Friday, 7 March 2014

Robert Longden

I have been interested in photography for as long as I can remember. I think back to my childhood playground which was the South Yorkshire Navigation which was just across the road from my home. I saw barges being filled with coal. Barges being emptied of grain. Loads of timber and steel passing by. Yet I never thought to photograph them.

Other people had a bit more of an eye for a wonderful subject. A few people have managed to catch a flavour of the waterways and the people living and working upon them. Robert Longden was one such person who had an eye for capturing a moment in time. 


Robert Longden was a factory worker living and working in Coventry. Unlike me and many others he was fascinated by not only by the canals and the boats. But he was also fascinated by the people who lived and worked along the canal. 

Black and white was the medium of the time. Colour images would come along later. But the lack of colour actually adds something to the power and gives great impact to the images.
Many of his photographs were taken around Hawkesbury Junction in the 1940's and 50's. This was a time when we were fast approaching the end of the heyday of canals. The end was not over night but a lingering as the business gradually evaporated. What were once vital industrial routes carrying coal from Britain's biggest mines to to supply the fuel for our factories. 

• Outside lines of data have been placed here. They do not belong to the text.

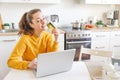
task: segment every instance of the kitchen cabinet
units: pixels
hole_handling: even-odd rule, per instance
[[[7,60],[18,39],[18,36],[0,36],[0,80],[9,72]]]
[[[101,0],[85,0],[86,4],[100,4]]]
[[[110,34],[110,49],[114,57],[120,57],[120,31],[112,31]]]
[[[97,50],[109,50],[110,32],[92,32],[91,48]]]
[[[0,3],[41,3],[41,4],[56,4],[60,0],[0,0]]]
[[[92,32],[92,49],[112,51],[120,57],[120,31]]]
[[[85,0],[86,4],[120,4],[120,0]]]
[[[58,37],[58,42],[59,42],[59,51],[64,50],[64,34],[59,34]]]

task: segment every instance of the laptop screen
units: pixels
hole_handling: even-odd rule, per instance
[[[38,55],[36,77],[48,76],[70,70],[74,56],[75,49]]]

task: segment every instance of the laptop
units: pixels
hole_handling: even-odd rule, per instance
[[[74,56],[75,49],[39,54],[35,76],[45,77],[69,71],[72,68]]]

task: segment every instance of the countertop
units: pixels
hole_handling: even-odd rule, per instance
[[[98,31],[120,31],[120,27],[103,27],[103,28],[93,28],[90,29],[93,32],[98,32]]]
[[[11,69],[3,80],[91,80],[84,62],[74,62],[67,72],[36,78],[31,70]]]
[[[58,29],[60,34],[64,34],[65,32],[61,29]],[[0,33],[0,36],[16,36],[18,35],[18,32],[3,32]]]

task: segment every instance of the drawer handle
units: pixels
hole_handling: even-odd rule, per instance
[[[114,47],[120,47],[120,45],[114,45]]]
[[[105,37],[105,35],[96,35],[96,37]]]
[[[105,48],[105,47],[96,47],[97,49],[102,49],[102,48]]]
[[[117,36],[117,37],[119,36],[119,37],[120,37],[120,35],[119,35],[119,34],[115,34],[115,36]]]
[[[13,42],[16,41],[15,39],[11,39],[11,40],[2,40],[2,42]]]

Longden was in the right place at the right time. But he also had an eye for composition. He was able to capture people when they were relaxed.
 

The end of the commercial carrying on the inland waterways heralded the start of the canals as a leisure industry. Robert Longden's photographs provide a unique view of Britain's canals. The photographs provide an evocative view into the lives of the last generation to work the inland waterways.


 
The wonderful pictures by the one time factory worker turned photographer have been restored and curated by his great grandson Stephen Pochin. The images were made from the original glass slide negatives.



Longden went on to become the president of the Coventry Photographic Society and his photographic skills won several awards. This unique photographic collection conveys an intimate social history of a working life now long gone.